USA Gymnastics will be in the news again next week when Nassar is due to be sentenced on similar charges in a different Michigan court. The group still faces litigation from scores of victims accusing it of inaction in the face of years of complaints, and U.S. Olympic Committee Chief Executive Scott Blackmun has called for the entire board to resign. [L2N1PK1N5] [L8N1PK096]
That constant drip of bad news has corporate sponsors dropping their deals. Industry experts said the scandal has been amplified by the #MeToo era that has seen dozens of prominent men in business, politics and entertainment accused of sex abuse.
“The only thing that gets people’s attention in sports or business or politics is cash flow, or in this case, compromising cash flow,” said David Carter, executive director of the USC Sports Business Institute.
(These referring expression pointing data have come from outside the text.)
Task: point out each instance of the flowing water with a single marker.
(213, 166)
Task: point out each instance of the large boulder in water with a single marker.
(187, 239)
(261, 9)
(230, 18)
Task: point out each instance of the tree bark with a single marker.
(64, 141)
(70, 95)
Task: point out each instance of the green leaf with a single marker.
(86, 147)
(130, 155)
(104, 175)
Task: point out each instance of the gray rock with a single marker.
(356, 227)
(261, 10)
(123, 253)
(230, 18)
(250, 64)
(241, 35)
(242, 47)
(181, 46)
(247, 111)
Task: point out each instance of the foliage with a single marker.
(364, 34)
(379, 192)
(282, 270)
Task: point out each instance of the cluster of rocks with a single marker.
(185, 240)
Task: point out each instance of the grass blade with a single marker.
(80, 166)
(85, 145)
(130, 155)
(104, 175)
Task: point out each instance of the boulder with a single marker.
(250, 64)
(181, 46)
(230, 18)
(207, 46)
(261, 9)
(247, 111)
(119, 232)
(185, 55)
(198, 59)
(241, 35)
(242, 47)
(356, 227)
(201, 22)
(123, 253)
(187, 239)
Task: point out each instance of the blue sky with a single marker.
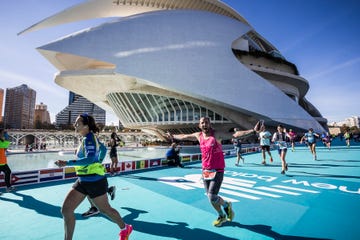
(321, 37)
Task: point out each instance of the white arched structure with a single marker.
(164, 64)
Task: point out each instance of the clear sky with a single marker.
(321, 37)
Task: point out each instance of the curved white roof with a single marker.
(122, 8)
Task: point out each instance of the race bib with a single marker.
(208, 174)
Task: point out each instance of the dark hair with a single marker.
(90, 122)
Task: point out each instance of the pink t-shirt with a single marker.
(211, 153)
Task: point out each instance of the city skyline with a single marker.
(322, 44)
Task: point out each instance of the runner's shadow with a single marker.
(267, 231)
(38, 206)
(173, 230)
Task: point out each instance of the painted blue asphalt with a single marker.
(314, 200)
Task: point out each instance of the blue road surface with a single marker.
(314, 200)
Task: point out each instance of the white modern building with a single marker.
(165, 63)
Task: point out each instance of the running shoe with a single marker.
(111, 192)
(91, 212)
(229, 212)
(219, 221)
(125, 233)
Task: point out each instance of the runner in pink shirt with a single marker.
(213, 165)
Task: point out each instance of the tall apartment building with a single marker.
(1, 102)
(78, 105)
(42, 114)
(19, 107)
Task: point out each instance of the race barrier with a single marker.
(21, 178)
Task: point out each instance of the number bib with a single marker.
(208, 174)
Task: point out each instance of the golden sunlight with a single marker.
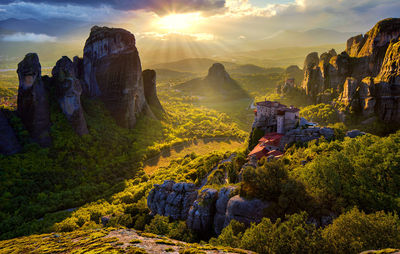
(179, 22)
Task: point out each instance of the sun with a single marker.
(179, 22)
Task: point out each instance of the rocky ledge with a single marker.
(211, 210)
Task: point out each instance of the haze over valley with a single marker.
(199, 126)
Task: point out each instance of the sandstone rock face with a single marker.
(112, 71)
(201, 214)
(33, 104)
(208, 212)
(373, 45)
(69, 94)
(324, 73)
(245, 211)
(366, 77)
(8, 141)
(150, 92)
(78, 68)
(216, 85)
(172, 199)
(218, 74)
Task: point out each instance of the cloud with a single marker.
(30, 37)
(160, 7)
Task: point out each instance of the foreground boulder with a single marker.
(206, 213)
(69, 94)
(8, 141)
(365, 77)
(216, 85)
(33, 103)
(245, 211)
(112, 71)
(172, 199)
(150, 92)
(201, 214)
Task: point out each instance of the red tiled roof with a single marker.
(280, 106)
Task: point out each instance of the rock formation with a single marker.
(201, 214)
(245, 211)
(210, 211)
(150, 92)
(305, 135)
(172, 199)
(68, 89)
(220, 208)
(8, 141)
(366, 77)
(33, 103)
(112, 71)
(216, 85)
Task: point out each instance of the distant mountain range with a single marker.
(67, 36)
(313, 37)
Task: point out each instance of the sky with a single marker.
(228, 21)
(211, 19)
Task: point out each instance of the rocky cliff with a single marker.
(216, 85)
(365, 77)
(113, 72)
(109, 70)
(33, 103)
(8, 141)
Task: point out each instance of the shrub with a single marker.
(231, 235)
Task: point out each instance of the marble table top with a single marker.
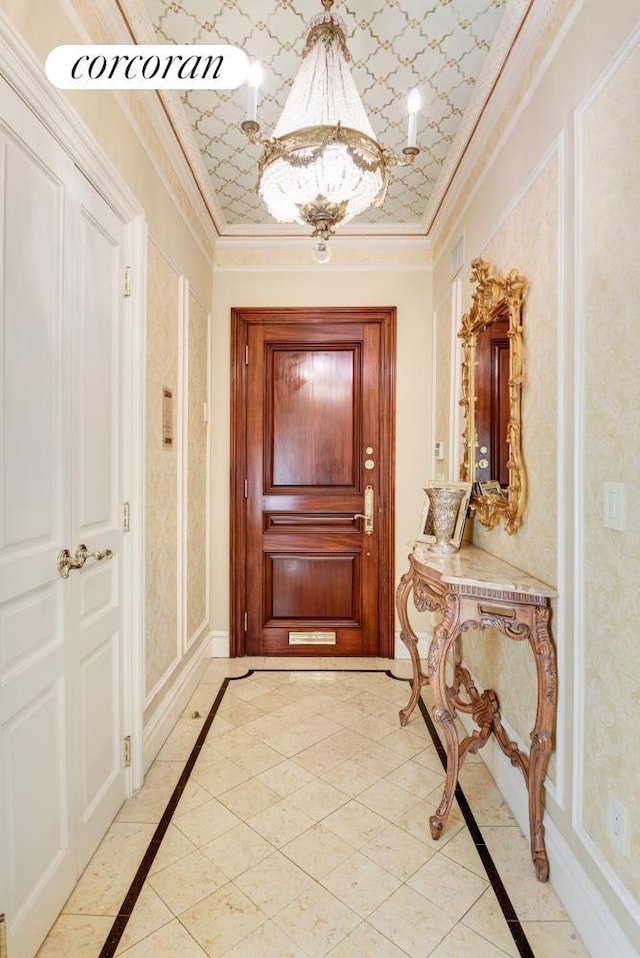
(474, 567)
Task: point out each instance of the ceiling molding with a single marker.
(485, 92)
(499, 117)
(106, 21)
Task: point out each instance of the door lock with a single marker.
(367, 515)
(66, 562)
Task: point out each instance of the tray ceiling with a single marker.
(452, 50)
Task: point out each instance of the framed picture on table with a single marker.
(425, 529)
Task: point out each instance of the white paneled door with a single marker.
(62, 776)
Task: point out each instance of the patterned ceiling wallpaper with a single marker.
(440, 46)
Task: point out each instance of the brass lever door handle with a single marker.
(367, 515)
(66, 562)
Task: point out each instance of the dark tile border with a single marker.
(130, 899)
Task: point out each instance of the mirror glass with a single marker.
(492, 376)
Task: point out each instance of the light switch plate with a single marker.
(613, 506)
“The rebooting of USA Gymnastics is going to take a very long time,” he added, saying it will likely be a major topic of conversation until at least the Summer Games in Tokyo in 2020.
AT&T Inc (T.N) on Tuesday suspended its sponsorship with USAG, citing the Nassar scandal, saying the federation needed to be rebuilt.
“We stand ready to step back in when USAG has fully addressed these tragic events,” the company said in a statement.
Under Armour Inc (UAA.N) last month ended a sponsorship deal that had been slated to run through 2020. Spokeswoman Diane Pelkey said Wednesday in an email the company hoped its decision “helps to facilitate necessary change.”
Such deals can generate revenue in the single-digit millions of dollars and can account for about 20 to 33 percent of a federation’s annual totals, industry analysts estimated.
USA Gymnastics declined to address the loss of sponsors or discuss its finances.
A review of the not-for-profit organization’s 2016 tax return showed revenue of almost $34.5 million, including about $13.2 million derived from members and about $12.9 million from hosting competitions. It was not clear whether corporate sponsorship was included in any of those totals.
The federation, which began in 1963 with barely 7,000 competitors, today boasts more than 174,000 athletes and professionals as members, according to its website. Membership fees range from $25 for introductory athletes to $89 for coaches and professionals.
Analysts and industry officials said the federation has likely lost some members.
Some of Nassar’s victims cheered the companies that cut their sponsorships.
“I am deeply grateful for the sponsors of USAG like AT&T who have heard the voices of the victims and say no more,” said Rachael Denhollander on Wednesday. She was the first to come forward publicly with allegations against Nassar.
Sponsorship experts predicted that the federation will eventually recover from the scandal, if sponsors see real changes, including the possible exit of the directors who have not already resigned.
“I’m not sure that the organization has much of a choice,” said Jim Andrews, senior vice president with ESP Properties, a unit of WPP Plc (WPP.L) that tracks sponsorship spending. “If they attempt to make changes that are essentially window dressing ... then they won’t be successful.”